The lay-offs, which were first reported by Chinese media on November 1, affected Yuanjing's operations in both Shanghai and Hangzhou, capital of eastern Zhejiang province. Yuanjing, which had received "billions of yuan" in investment, previously employed a few hundred workers, according to a report by online news outlet AI Jingxuanshe.
Alibaba’s unit will remain focused on Metaverse
The source, however, stated to the South China Morning Post that the Alibaba unit will continue to exist, with a focus on metaverse applications and tools, as well as providing metaverse-based services to customers.
Further, Yuanjing was set up by Alibaba in 2021 amid the intense hype surrounding the concept of the metaverse. That year, several major Chinese companies - including Alibaba, Tencent Holdings, ByteDance, Kuaishou Technology and carmaker Li Auto - scrambled to register their metaverse-themed trademarks with the National Intellectual Property Administration, as they rushed to explore potential opportunities in a virtual world referred to as the next evolution of the internet.
Alibaba's move to downsize its metaverse workforce reflects how other major tech companies are cutting back on their investments in the much-hyped sector while pouring more resources to artificial intelligence (AI).
Last year Facebook also removed employees at its Metaverse unit
In October last year, Facebook parent Meta Platforms was reported to be laying off employees at Facebook Agile Silicon Team, a unit of its metaverse-based Reality Labs division focused on creating custom semiconductors, according to a Reuters report based on sources.
Baidu executive Ma Jie, who headed the firm's metaverse operations, left the company in May last year, as the Chinese internet search giant put greater focus on AI, several months after US start-up OpenAI introduced ChatGPT to the world.
Alibaba's metaverse-related initiatives included leading a US$60 million funding round in Chinese augmented-reality (AR) glasses maker Nreal. Many considered AR, virtual reality and mixed reality technologies to be the primary means for people to access metaverse platforms in the future.
Meanwhile, Yuanjing developed a cloud-based operating system for using the metaverse in video gaming and various industrial applications.
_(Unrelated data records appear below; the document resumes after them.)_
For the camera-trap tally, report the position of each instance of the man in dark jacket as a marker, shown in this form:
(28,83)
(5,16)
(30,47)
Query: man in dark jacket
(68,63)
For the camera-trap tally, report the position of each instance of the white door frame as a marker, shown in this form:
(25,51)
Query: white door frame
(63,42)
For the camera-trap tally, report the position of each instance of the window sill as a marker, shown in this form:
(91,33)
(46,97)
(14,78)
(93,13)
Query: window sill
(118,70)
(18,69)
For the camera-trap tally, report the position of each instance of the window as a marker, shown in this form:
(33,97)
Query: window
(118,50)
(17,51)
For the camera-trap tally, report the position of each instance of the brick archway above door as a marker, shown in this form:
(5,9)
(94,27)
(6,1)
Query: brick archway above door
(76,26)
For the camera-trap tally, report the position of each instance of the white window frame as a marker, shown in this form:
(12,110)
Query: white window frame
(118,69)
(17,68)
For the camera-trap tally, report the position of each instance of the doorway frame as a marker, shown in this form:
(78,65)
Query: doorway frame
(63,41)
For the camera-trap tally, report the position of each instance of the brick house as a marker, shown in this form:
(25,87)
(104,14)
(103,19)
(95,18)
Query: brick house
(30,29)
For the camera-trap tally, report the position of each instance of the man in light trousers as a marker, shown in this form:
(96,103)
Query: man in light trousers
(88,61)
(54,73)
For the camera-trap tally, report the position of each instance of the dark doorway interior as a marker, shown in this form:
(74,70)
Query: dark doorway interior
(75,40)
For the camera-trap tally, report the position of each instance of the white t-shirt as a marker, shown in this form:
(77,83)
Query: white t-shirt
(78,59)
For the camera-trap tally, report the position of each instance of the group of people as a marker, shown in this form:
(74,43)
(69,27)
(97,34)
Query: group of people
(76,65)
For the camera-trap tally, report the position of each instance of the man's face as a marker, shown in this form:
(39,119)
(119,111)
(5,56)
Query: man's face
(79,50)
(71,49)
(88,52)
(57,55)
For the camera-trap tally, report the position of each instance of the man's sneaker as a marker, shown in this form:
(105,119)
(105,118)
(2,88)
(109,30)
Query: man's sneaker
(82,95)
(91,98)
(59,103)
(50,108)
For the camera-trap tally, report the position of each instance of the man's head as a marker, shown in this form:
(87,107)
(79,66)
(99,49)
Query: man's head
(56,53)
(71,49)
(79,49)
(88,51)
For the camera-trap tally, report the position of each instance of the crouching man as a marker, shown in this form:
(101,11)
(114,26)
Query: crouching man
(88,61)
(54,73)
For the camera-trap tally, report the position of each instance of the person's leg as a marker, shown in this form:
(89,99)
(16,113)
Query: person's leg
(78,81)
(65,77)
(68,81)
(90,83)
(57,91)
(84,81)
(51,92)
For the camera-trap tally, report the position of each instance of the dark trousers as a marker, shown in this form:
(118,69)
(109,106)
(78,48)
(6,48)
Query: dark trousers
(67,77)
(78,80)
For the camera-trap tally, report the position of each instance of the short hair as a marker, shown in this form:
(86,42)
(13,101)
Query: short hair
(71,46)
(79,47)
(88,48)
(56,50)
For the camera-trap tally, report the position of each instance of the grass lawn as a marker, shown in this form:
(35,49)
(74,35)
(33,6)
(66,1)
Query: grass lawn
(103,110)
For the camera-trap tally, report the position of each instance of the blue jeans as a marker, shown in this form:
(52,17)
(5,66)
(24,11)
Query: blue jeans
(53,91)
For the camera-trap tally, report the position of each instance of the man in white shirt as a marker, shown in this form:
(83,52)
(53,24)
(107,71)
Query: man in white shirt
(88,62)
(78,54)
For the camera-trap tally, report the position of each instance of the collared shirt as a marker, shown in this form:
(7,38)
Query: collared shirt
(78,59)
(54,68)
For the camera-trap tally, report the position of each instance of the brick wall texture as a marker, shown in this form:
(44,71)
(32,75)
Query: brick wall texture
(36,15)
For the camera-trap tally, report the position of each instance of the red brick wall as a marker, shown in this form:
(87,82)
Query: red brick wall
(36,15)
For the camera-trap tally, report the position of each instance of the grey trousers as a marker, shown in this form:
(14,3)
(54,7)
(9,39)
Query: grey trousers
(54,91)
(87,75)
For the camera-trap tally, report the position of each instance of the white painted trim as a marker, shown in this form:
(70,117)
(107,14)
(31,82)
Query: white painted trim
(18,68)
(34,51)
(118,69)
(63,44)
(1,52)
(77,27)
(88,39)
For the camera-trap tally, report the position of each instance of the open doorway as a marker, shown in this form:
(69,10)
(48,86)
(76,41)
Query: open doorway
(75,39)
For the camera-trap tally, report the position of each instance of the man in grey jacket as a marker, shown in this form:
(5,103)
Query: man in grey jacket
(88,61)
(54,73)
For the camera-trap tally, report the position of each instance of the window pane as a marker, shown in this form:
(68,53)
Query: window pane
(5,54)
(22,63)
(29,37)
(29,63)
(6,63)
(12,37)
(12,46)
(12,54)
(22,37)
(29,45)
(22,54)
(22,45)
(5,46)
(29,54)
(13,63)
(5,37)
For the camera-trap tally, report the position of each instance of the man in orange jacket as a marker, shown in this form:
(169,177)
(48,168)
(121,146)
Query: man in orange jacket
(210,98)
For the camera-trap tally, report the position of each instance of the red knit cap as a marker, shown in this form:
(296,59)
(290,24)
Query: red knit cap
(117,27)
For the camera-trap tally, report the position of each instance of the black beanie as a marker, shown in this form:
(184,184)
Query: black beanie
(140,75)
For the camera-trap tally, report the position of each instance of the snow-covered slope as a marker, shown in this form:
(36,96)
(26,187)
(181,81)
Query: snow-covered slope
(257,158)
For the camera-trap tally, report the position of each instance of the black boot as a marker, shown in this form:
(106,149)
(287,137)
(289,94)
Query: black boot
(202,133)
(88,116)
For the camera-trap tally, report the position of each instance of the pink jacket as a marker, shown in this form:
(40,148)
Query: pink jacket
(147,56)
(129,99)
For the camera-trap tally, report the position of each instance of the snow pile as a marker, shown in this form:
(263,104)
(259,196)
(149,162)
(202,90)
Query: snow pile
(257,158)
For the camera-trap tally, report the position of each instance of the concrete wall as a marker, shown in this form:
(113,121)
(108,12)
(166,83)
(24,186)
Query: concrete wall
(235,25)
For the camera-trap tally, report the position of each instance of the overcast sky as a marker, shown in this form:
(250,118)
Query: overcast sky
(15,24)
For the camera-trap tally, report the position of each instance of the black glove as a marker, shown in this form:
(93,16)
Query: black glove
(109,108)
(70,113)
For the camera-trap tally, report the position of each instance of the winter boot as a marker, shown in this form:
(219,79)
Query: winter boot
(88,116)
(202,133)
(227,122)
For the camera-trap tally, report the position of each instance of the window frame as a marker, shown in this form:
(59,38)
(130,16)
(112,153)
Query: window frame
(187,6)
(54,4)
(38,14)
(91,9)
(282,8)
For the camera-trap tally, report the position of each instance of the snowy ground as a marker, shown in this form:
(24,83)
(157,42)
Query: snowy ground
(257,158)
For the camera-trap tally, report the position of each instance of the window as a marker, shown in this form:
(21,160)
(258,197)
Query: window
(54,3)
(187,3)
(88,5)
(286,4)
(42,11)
Several Chinese local governments had also rolled out a slew of work plans for metaverse-related projects, despite repeated warnings by state media outlets about engaging in the market frenzy.
In December 2022, Zhejiang province where Alibaba is headquartered launched a metaverse development plan that sought to create metaverse-related industries valued at more than 200 billion yuan (US$28 billion) by 2025.
Market participants and investors are going to follow these developments and reports carefully and take informed investment decisions depending on how the metaverse unit evolves going ahead.